Although Agnes was born and raised in Hong Kong, she found herself to be better expressed in English than in Chinese. She started writing English poems at an early age of 13. Why did she write poems? In her book “Women to Women”, she once said “To me, poetry is part of everyday life.” which is so similar to the Kubrick Poetry objective in our website. We also see poetry not only as literary but as a way of living. “Today I arrive earlier and I was sitting looking at the rain outside. Does poetry come from the rain or the people moving in the bookstore? Maybe. I see poetry everywhere in everything. In a sense that it comes from nothing.”

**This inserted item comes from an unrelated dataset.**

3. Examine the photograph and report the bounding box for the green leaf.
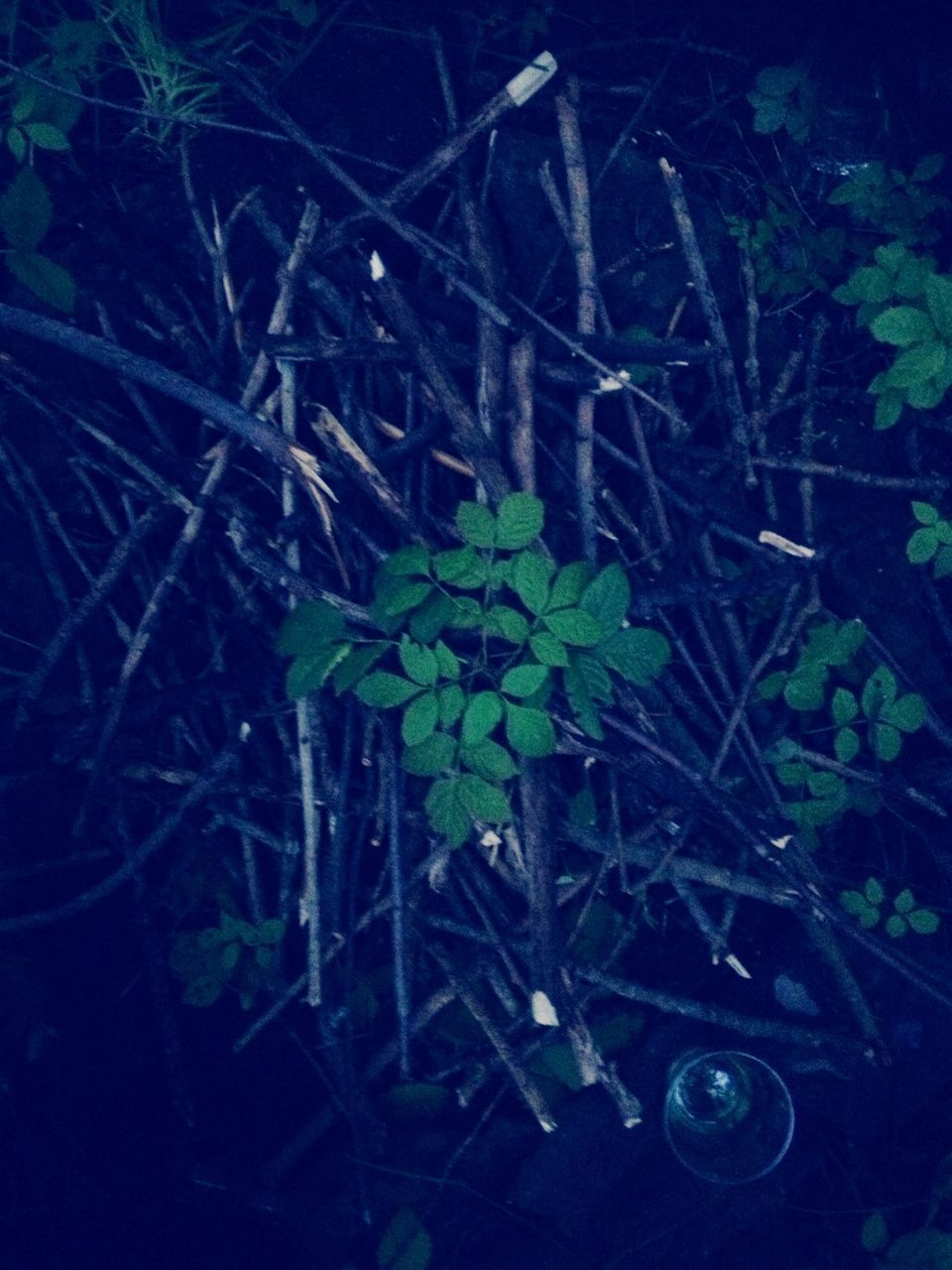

“Women to Women” is her first poetry book published in 1997 and “Water wood pure splendour” is her second poetry book in 2001. Owing to the name of her first poetry book, she is recognized as a feminine poet but she never has the consciouses to write ONLY from woman’s point of view. It is Agnes’s point of view and feelings.
Agnes has been teaching in the university for many years. Ever since graduation from the university of Pittsburgh in 1984, she taught at the National University of Singapore until 1990, thereafter, the University of Hong Kong as associate professor. She teaches students as well as teachers how to teach. What is the difference between teaching students and teachers? “It’s easier to teach teachers because they know what and why they are here to learn.”
The poem “Vanilla in the Stars” earns Agnes the Nosside International Poetry Prize special mention in 2008. “This poem can describe the myth of human relationship, the relationship of Polly and me or Mr Leung Ping Kwan and me. This is only the third time I met Polly, first in Kubrick and second in Outloud. For Mr Leung Ping Kwan, he is my most favourite Chinese poet. We both teach in HKU but we never met each other in the campus though we are just a few blocks away. Then we came to know each other in a conference in Toronto in 1992 and remained good friends though we seldom had the chance to meet.”
After the poetry event, I received a few poems inspired by Agnes’ reading and the rain. The light of the stars has reached the heart of the audience. Poetry, sometimes, does come from the rain.